Each of the panelists: Sarah Cassel ’13, James Jeter (who earned his degree in 2016 while incarcerated through Wesleyan’s Center for Prison Education), Lexi Jones ’17, Aaron Stagoff-Belfort ’18, and Nina Stender ’16 are working in Connecticut, Massachusetts, and New York, analyzing and impacting policies dealing with inhumane jail conditions, policing, housing inequality, and issues around incarceration.
Stagoff-Belfort and Jim Kubat, associate director for job and internship development at the Gordon Career Center teamed up to assemble this dynamic panel as part of the career center’s ongoing mission to support students as they transition into the world of work.

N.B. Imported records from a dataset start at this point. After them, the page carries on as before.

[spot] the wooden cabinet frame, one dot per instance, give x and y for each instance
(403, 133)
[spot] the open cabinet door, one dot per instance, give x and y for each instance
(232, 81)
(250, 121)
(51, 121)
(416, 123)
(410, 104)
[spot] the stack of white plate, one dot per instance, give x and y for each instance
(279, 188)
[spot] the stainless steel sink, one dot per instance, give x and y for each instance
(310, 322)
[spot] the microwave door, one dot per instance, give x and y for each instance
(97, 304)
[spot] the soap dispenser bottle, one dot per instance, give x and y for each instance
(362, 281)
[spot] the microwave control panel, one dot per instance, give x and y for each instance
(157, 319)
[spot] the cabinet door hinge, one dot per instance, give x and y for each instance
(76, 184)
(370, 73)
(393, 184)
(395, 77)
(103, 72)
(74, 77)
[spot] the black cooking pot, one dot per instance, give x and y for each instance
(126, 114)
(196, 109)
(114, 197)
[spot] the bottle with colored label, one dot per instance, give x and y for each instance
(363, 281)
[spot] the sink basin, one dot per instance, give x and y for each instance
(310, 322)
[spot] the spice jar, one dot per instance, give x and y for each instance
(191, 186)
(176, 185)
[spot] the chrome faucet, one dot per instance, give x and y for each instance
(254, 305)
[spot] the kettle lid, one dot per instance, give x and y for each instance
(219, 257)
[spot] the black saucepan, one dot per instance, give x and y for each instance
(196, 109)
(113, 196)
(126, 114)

“Three things are true,” Kubat explained. “1. There is a broad effort underway by a variety of governmental agencies and nonprofit organizations to reform our criminal justice system through shaping and changing public policy; 2. A Wesleyan education is excellent preparation for public policy work; and 3. Wesleyan alumni are demonstrating points 1 and 2 every day.”
For some students, starting a career in policy work can be daunting. The panelists provided their own perspectives.

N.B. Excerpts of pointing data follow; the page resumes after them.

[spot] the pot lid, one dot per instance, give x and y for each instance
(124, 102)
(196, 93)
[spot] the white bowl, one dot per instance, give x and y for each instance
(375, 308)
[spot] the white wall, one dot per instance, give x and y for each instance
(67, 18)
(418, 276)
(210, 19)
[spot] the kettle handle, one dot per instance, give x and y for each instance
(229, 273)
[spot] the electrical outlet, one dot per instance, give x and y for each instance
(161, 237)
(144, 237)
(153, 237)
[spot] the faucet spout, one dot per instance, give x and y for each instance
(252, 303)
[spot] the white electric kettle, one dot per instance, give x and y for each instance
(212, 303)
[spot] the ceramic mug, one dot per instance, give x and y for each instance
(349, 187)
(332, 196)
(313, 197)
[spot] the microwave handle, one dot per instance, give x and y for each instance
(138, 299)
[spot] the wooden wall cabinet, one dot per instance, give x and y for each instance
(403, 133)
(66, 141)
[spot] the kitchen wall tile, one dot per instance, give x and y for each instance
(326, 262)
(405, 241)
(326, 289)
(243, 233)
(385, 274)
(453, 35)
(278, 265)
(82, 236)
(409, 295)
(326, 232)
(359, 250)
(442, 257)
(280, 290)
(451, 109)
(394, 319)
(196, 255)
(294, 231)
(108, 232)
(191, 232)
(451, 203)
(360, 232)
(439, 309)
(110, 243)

Stagoff-Belfort explained, “At Wesleyan, I was surrounded by people passionate about politics, social change, and learning. It completely blindsided me and made me want to educate myself about the things I cared about as much as possible. Wesleyan taught me how to be more skeptical and to ask better questions, think critically and strategically, and write efficiently and effectively, all valuable skills in making and thinking about policy.”
Stender offered, “My Wesleyan liberal arts education prepared me for policy work by teaching me how to ask good questions and invite various perspectives to the table.”
And Jones added, “Working in policy out of undergraduate study is less about your major, and more about your ability to research, write, and communicate complex ideas to lay audiences.”
Being well informed about current policy issue debates, interning in a relevant (but not necessarily directly-related) organization, and developing a familiarity with data collection and analysis were all recommended. “Having a basic proficiency in numbers helps you to have a conversation with people,” Jones said.
For Cassel, quantitative analysis skills are a must. “Get quantitative analysis skills pronto,” she said. “This helps you dismantle the arguments that some people have against policy change.”
Then the discussion took a practical slant. “My policy career started with growing up black and poor in America,” said Jeter. He stressed that knowing the people directly impacted by policy was essential, which put an unexpected twist on preparing for and learning how to make effective policy: the need to know the people who are to benefit from it. Cassel agreed: “Public policy work is about actively creating mechanisms to ensure that directly impacted individuals and communities are at the center of policy decisions.”
Stender advised, “Policy is most successful when you engage folks from across different sectors of public affairs, including those who are directly impacted by the policy.”
All agreed that building a list of contacts through networking and conducting informational interviews were valuable ways of breaking into the policy community. The evening concluded with a robust conversation and time for a Q&A, allowing students to ask their questions about working in policy post-graduation.